１：ＣＰＵ２：スキャナ４：画像処理部５：プリンタ６：対訳処理用ＣＰＵ７：領域識別部８：ＯＣＲ部＋スペルチェック部９：辞書検索部１0：作画部１１：辞書１２：フォント１３：メモリ４００：デジタル複写機、対訳装置間ケーブル 1: CPU 2: scanner 4: image processing unit 5: printer 6: parallel processing CPU 7: area identification unit 8: OCR unit + spell check unit 9: dictionary search unit 10: drawing unit 11: dictionary 12: font 13: Memory 400: Cable between digital copier and translation device

Claims

[Claims]

1. An image reading unit for reading an image of an original, an image storage unit for storing read image information, an image processing unit for performing image processing on the read image information, and an image signal output by the image processing unit. In a digital image copying machine having an image recording means for recording on a medium, an identifying means for identifying a character area from an image read by the reading means, and a recognizing means for performing optical character recognition of the identified character area, Dictionary search means for performing a dictionary search to translate the language consisting of the recognized characters into a different language,
In the dictionary search, a means for searching for words and phrases that are connected by symbols in the dictionary search, a means for storing the connected words and phrases in the same structure as the words when storing the searched translations, and using the searched translations And a means for performing output in an arbitrary format.

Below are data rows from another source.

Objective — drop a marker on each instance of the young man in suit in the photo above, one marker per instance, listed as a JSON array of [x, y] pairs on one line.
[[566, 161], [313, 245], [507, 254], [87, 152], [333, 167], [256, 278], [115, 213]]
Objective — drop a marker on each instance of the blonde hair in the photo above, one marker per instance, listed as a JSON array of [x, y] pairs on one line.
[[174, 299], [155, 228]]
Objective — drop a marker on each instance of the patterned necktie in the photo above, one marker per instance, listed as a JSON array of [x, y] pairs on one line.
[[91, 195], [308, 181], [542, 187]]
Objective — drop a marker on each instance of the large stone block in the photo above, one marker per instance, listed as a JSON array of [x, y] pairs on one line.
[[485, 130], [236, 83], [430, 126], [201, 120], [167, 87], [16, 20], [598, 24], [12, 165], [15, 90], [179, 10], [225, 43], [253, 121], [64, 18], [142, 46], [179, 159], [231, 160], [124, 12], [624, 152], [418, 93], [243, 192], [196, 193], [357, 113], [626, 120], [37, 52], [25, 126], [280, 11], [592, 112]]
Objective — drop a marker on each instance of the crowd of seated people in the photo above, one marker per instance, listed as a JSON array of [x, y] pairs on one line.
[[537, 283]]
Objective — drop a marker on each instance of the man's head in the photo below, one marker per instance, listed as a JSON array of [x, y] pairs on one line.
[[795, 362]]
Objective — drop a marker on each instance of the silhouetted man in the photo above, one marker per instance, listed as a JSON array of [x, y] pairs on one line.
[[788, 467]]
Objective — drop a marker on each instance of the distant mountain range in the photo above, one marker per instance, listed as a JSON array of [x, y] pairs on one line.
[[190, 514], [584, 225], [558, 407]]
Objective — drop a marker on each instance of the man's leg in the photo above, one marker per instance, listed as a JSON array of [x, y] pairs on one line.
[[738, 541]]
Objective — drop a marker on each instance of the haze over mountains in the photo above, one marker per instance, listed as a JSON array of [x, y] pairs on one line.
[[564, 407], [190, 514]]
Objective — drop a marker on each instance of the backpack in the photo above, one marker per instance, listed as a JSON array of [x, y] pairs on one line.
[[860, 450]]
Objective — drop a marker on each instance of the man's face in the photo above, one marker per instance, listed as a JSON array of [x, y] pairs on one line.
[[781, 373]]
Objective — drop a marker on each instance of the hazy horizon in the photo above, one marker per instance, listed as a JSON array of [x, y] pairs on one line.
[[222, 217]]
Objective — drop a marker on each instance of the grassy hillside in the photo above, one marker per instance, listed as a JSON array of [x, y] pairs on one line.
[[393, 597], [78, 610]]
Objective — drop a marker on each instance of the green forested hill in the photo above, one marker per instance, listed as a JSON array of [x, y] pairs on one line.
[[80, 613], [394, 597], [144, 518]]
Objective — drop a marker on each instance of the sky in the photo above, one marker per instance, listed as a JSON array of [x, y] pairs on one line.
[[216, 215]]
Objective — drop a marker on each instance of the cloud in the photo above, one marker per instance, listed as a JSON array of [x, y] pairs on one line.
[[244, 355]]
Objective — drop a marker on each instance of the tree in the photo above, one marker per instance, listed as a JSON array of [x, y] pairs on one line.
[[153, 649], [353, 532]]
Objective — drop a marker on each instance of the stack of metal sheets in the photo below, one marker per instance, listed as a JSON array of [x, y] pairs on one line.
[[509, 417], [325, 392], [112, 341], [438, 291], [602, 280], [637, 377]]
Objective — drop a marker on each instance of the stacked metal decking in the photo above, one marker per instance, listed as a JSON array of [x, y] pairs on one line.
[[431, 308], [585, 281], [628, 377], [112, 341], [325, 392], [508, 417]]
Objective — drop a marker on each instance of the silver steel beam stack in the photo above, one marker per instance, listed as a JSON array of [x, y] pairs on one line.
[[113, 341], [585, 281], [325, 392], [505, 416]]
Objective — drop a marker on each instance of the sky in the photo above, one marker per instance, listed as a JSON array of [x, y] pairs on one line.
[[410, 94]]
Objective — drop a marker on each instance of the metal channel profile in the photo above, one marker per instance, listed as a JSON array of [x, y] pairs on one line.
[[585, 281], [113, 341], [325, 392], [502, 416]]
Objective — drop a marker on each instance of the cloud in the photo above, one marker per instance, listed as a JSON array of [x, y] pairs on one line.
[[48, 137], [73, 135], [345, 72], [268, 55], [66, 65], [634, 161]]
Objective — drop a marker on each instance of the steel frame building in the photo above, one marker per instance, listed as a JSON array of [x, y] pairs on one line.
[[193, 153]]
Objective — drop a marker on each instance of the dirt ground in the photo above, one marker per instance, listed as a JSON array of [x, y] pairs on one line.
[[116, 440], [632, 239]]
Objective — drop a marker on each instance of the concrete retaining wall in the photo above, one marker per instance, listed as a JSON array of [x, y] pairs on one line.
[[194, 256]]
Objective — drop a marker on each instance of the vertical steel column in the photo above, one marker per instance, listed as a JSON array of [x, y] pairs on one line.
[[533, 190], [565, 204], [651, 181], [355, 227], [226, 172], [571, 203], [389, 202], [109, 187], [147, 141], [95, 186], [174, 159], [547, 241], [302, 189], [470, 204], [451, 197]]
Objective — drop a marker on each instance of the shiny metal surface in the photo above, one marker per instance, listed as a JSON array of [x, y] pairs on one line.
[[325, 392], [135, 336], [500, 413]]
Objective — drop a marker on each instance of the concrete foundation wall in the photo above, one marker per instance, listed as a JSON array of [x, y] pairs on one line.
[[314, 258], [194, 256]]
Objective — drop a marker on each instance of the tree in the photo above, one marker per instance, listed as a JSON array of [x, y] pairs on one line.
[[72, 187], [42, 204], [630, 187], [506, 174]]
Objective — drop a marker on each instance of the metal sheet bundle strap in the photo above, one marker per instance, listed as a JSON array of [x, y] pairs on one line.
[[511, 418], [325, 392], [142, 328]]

2. The bilingual apparatus according to claim 1, further comprising means for marking and outputting the retrieved idiom, and separately outputting the idiom by comparing it with the translated word.

3. The parallel translation apparatus according to claim 1, further comprising means for outputting a corresponding translated word below the original sentence in a layout like a manuscript in an arbitrary output format.

4. The parallel translation apparatus according to claim 1, further comprising means for outputting a recognized character as well as a corresponding translated word under the original sentence in an arbitrary output format. .

5. The bilingual apparatus according to claim 1, wherein the dictionary to be used is provided with means for using both a widely used dictionary and a dictionary corresponding to a technical term, and a usage form of the dictionary can be selected. A parallel translation device comprising means and outputting translated words of both dictionaries to an output format.

6. The bilingual apparatus according to claim 1, further comprising an input range designating means, wherein bilingual processing is performed on the image subjected to the image processing processing means.